MDM programs that attempt to retain data in a single location physically continue to wrestle with the realities of modern Information Technology. Most enterprise organizations use vendor applications: customer relationship management (CRM) systems, work management systems, accounts payable, accounts receivable, the point-of-sale systems, etc. Due to this approach, it’s not always feasible to move all Master Data to a single location. Even with a CRM system in place, we typically end up with customer information maintained in several systems. The same goes for product and accounting data as well.

The most successful programs will not strive to find a single physical location for all data, but will provide the standards, tools, and services necessary to provide a consistent vision of enterprise data. There will be data we can store in one place, using the technologies that best fit its data story. Data will also likely be found in multiple physical systems due to the increasing use of packaged applications as well for performance and geographically-distributed processing needs. Once we understand our environment, we can architect solutions that build upon those needs.

The future of Master Data Management will derive value from data and its relationships to other data. MDM will be about supplying consistent, meaningful views of Master Data. In many cases, we will be able to unify data into one location, especially to optimize for query performance and data fit. Graph databases offer exactly that type of data/performance fit, as we will see below. In this paper, we discuss why your master data is a graph and how graph databases like Neo4j are the best technologies for master data.

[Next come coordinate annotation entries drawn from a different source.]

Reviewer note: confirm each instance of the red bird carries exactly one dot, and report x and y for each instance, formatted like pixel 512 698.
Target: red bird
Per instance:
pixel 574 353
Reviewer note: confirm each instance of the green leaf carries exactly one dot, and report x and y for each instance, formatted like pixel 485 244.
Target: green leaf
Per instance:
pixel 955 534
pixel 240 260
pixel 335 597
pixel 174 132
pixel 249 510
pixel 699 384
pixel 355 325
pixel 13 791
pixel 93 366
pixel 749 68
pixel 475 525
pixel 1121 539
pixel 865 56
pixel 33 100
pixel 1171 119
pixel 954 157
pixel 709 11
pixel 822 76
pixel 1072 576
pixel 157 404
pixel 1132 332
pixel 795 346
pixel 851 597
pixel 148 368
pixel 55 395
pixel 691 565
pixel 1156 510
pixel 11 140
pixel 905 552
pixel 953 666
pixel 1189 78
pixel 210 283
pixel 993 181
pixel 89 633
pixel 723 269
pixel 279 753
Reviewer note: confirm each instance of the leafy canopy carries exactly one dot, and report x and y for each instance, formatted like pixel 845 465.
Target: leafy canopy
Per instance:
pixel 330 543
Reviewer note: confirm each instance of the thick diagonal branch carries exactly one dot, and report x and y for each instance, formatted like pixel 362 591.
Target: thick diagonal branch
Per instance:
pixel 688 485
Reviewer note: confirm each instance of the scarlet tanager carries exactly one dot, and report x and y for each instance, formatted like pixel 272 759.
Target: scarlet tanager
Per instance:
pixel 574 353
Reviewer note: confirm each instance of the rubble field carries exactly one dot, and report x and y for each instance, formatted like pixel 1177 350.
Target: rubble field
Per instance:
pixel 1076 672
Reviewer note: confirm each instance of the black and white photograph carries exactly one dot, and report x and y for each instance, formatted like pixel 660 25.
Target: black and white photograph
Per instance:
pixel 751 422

Today’s enterprises are drowning in “Big Data” – most of which is mission-critical Master Data – and managing its complex relationships can be quite a challenge. Here are some of the most difficult hurdles in MDM that enterprises must face:

• Complex and hierarchical datasets

Master Data such as organizational and product data has deep hierarchies with top-down, lateral, and diagonal connections. Managing such data models with relational database results in complex and unwieldy code that are slow to run, expensive to build, and time-consuming to maintain.

• Real-time query performance

Master Data systems must integrate with and provide data to a host of applications within the enterprise – sometimes in real time. However, traversing a complex and highly interconnected dataset to provide real-time information is a challenge.

• Dynamic structure

Master Data is highly dynamic with constant addition and re-organization of nodes, making it difficult for your developers to design systems that accommodate both current and future requirements.


The best data-driven business decisions aren’t based on stale information silos. Instead, you need real-time Master Data with information about data relationships. Graph databases are built from the ground up to support data relationships. With more efficient modeling and querying, organizing your Master Data in a graph yields relevant answers faster and with more flexibility than ever before.